Death by drug toxicity— or overdose — has soared in all regions and among all ethnic groups since 2000.
More than 70,200 people died in the US in 2017 as a result of an overdose of narcotics. About 68 percent of these deaths involved opioids, with six times that number in 1999.
Opioids include prescription medicines like some pain relievers and illicit drugs like heroin. Opioids cause euphoria, and can be addictive.
But what if drug records that focus on death through overdose and drug-related mental and behavioral disorders aren’t a true reflection of the drug epidemic’s death toll?
What if the drug epidemic is behind the negative trends in U.S. life expectancy?
There were the questions the researchers had set out to answer behind a recent study in PLOS ONE. We were studying widespread drug-related deaths of U.S. people between the ages of 15 and 64.
Nine per cent of deaths were drug-related among this subset of population, based on data on overdose rates. In less than 20 years, this number has risen by 4 per cent.
According to Medical News Today, co-author Prof. Samuel Preston of Philadelphia’s University of Pennsylvania said, “Increasing mortality among working-age Americans was not limited to drug overdose, and we concluded that the rapid increase in drug use and abuse was likely to involve death from other causes of death.”
The full effect of drugs on mortality
Prof. Preston and co-author Dr. Dana Glei of Georgetown University in Washington, DC, maintain that drugs can kill beyond overdose in multiple ways.
These include infectious diseases such as HIV and hepatitis, circulatory diseases, poor judgement accidents, and suicide.
“In general, people who are chronic users of drugs have a much higher mortality,” Prof. Preston says.
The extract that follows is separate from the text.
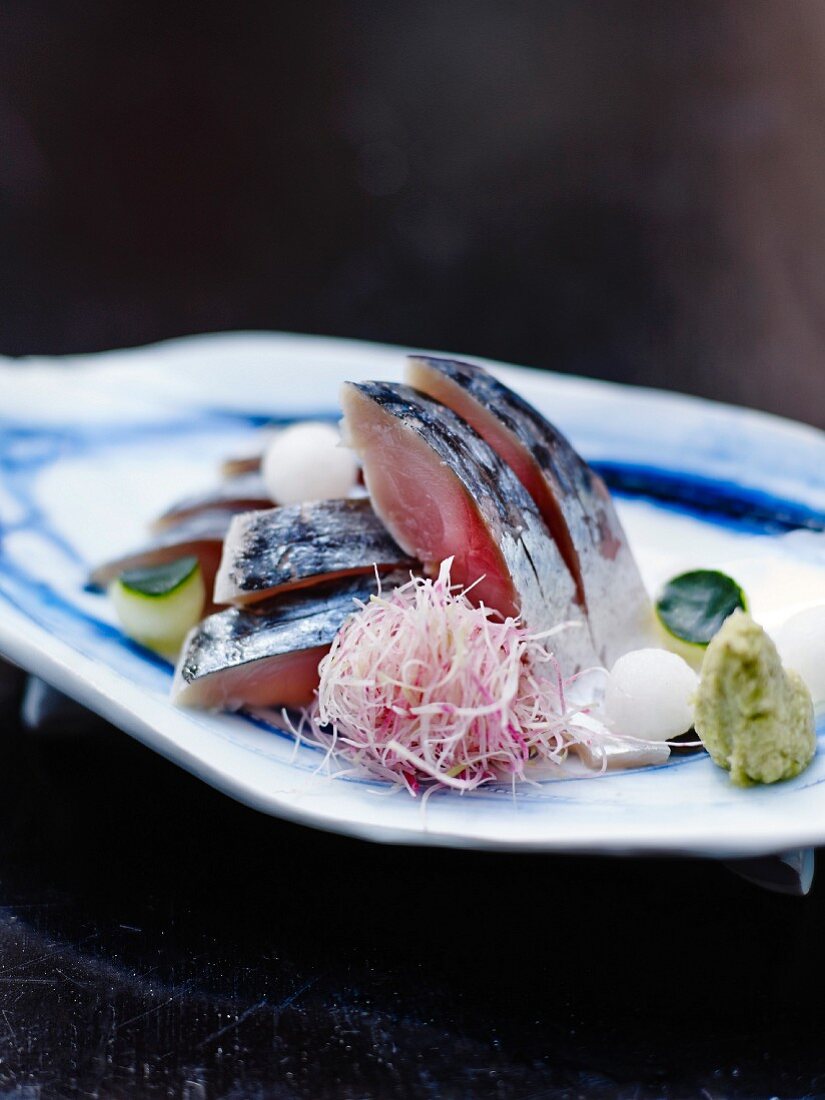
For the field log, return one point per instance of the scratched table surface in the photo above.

To examine the level of drug-related mortality, the researchers looked at data from the National Center for Health Statistics (part of the CDC), which included over 44 million deaths in all 50 states over an 18-year period in people aged 15–64 years.
What they found was that drug-coded deaths, or in other words, those due to psychiatric and behavioral overdoses and drug-related disorders, only represented half of all drug-associated deaths.
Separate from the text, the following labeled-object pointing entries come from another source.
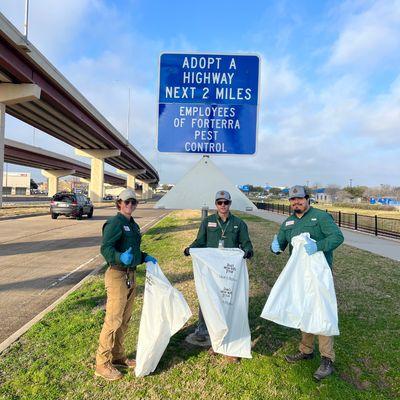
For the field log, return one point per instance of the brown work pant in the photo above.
(325, 344)
(118, 314)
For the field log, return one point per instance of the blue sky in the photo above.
(330, 78)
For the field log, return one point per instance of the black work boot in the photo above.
(325, 369)
(298, 357)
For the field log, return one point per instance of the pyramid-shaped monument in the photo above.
(198, 187)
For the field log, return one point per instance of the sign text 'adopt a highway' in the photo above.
(208, 103)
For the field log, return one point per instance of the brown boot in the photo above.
(108, 372)
(125, 362)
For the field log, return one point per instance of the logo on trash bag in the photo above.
(229, 268)
(149, 281)
(226, 293)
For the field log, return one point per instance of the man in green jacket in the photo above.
(327, 237)
(221, 229)
(121, 249)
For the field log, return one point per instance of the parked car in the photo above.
(71, 205)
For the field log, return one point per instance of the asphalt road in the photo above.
(41, 258)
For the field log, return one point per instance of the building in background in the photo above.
(16, 183)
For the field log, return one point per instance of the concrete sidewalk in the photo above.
(389, 248)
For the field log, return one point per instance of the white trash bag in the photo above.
(164, 313)
(303, 296)
(222, 285)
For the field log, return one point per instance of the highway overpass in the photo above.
(52, 164)
(34, 91)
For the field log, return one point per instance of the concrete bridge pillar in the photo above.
(53, 176)
(96, 188)
(147, 191)
(2, 129)
(12, 93)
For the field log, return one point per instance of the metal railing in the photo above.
(378, 226)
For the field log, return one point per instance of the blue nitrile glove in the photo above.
(150, 259)
(275, 245)
(126, 257)
(310, 247)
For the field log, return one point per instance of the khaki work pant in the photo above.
(118, 314)
(325, 344)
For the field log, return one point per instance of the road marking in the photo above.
(38, 233)
(67, 275)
“Apart from those deaths attributed to drugs on death certificates, the most important causes of death accounted for the effect of drugs were cardiovascular disorders and external causes of death for working-age men,” Prof. Preston said.
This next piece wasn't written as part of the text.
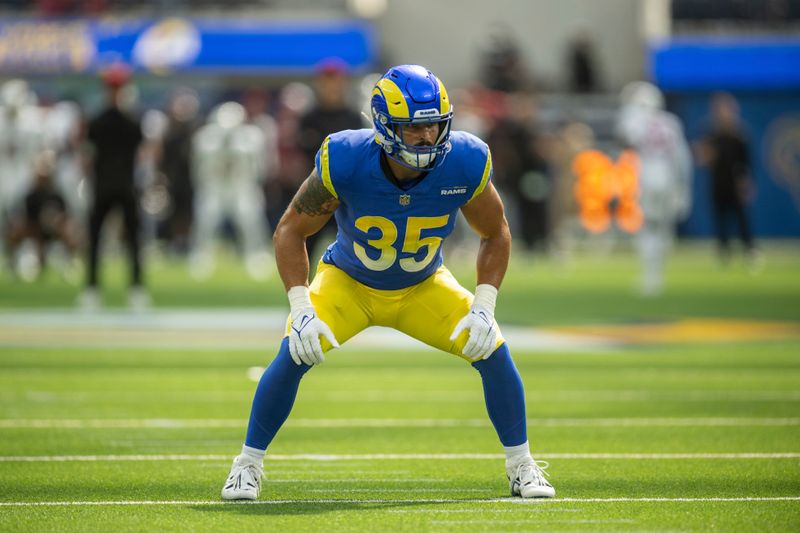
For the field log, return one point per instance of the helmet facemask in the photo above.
(411, 95)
For example, looking at 2016, Prof. Preston and Dr. Glei found that the total number of drug-related deaths was 142,000, which is 2.25 times higher than the 63,000 drug-related deaths recorded, mostly attributed to overdose.
The effect of drugs on U.S. life expectancy
Prof. Preston and Dr. Glei found that on average, life expectancy for people who use drugs dropped by 1.4 years for men and 0.7 years for women after the age of 15.
Although this may not sound like much, researchers say it is enough to influence trends in U.S. life expectancy and account for the recent reversal of trends in life expectancy.
“We estimate that the impact of drugs is responsible for the reduction in U.S. life expectancy at age 15 since 2010.”– Prof. Samuel Preston
“If one were to eliminate those deaths where we estimate were caused by drug use and abuse, we estimate that the life expectancy for men at age 15 in 2016 would increase by 1.4 years and for women by 0.7 years,” added Prof. Preston.
For those in West Virginia, the state that the drug epidemic has hit the hardest, the drop in life expectancy more than doubled. Opioid-associated deaths here recorded 39 per cent of male deaths and 27 per cent of female deaths among those aged 15–64 years.
Massachusetts, Maryland, Pennsylvania, and Ohio are other hard-hit counties.
Nebraska was the state which had the lowest rate of drug-related deaths in both sexes.
While the study recalculated the extent of the drug epidemic in the United States, it did not shed any light on the root causes.
“For now, this research is aimed at painting a broad picture and getting to the true extent of the US drug epidemic,” says Prof. Preston.